Our home has a few small bedrooms/bathrooms, a hallway, and then a fairly larger living/dining/kitchen area, and that whole area has no doors and opens to the hallway as well. Realistically, it seems harder to clean things room-by-room in this circumstance, without greater cross-contamination risk.

 

Any thoughts on this? It occurs to me to ask you as I read what you wrote about the laundry. You were laundering clothes in the old moldy location, then bringing to the new location? You felt cross-contamination risk was minimized to acceptable by taking them straight from machine into plastic bag?

It is physically impossible to make a clean room in a house and then move things into that room. 1. you cannot clean a table, move it through a moldy area without re-contaminating it. 2. The moment you open the door to the "clean room" it is no longer a clean room. Spores are in the air all the time and especially when one is moving around.

Everything has to leave the house, clean it and then bring it back into a clean house.

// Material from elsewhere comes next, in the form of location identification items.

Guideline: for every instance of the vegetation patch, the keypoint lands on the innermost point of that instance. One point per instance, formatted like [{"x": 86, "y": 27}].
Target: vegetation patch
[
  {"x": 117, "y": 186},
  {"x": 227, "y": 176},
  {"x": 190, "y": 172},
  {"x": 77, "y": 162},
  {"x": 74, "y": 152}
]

I was NOT laundering clothes in a moldy location. All laundering was done out of the house. All contaminated bags were not reused for clean clothes. They became garbage bags that were kept outside the house in a shed. The house was virtually empty. After remediation the house was fogged 3 TIMES, yes 3 times with sporicidin and cleaned after each fogging.

Remember the HVAC system is a huge monster when cleaning a house. The square footage in the duct work and the air handler is enough to give me the shivers. One has to deal with that if they have had a major mold problem.

Red

 

And, I will add to the HVAC issue...make sure you get someone who really knows how to work with mold, And I would not let them spray anything in afterwards (total waste of money.) In the end, we had our HVAC system cleaned 4 times, but that was because we kept getting recontaminated...the cleaning job was not done right, new mold, etc. Also, when you have the house cleaned afterwards, make sure it is with a company that really, really knows how to clean for mold remediation. The first time, they didn't even move the furniture. We moved back in, and I won't even go there. Then, we did it again...moved out of the house for 5 days, and a team of 4 spent 5 solid days cleaning every single surface (including all boxes and items in the basement, floors, ceilings, walls, etc.)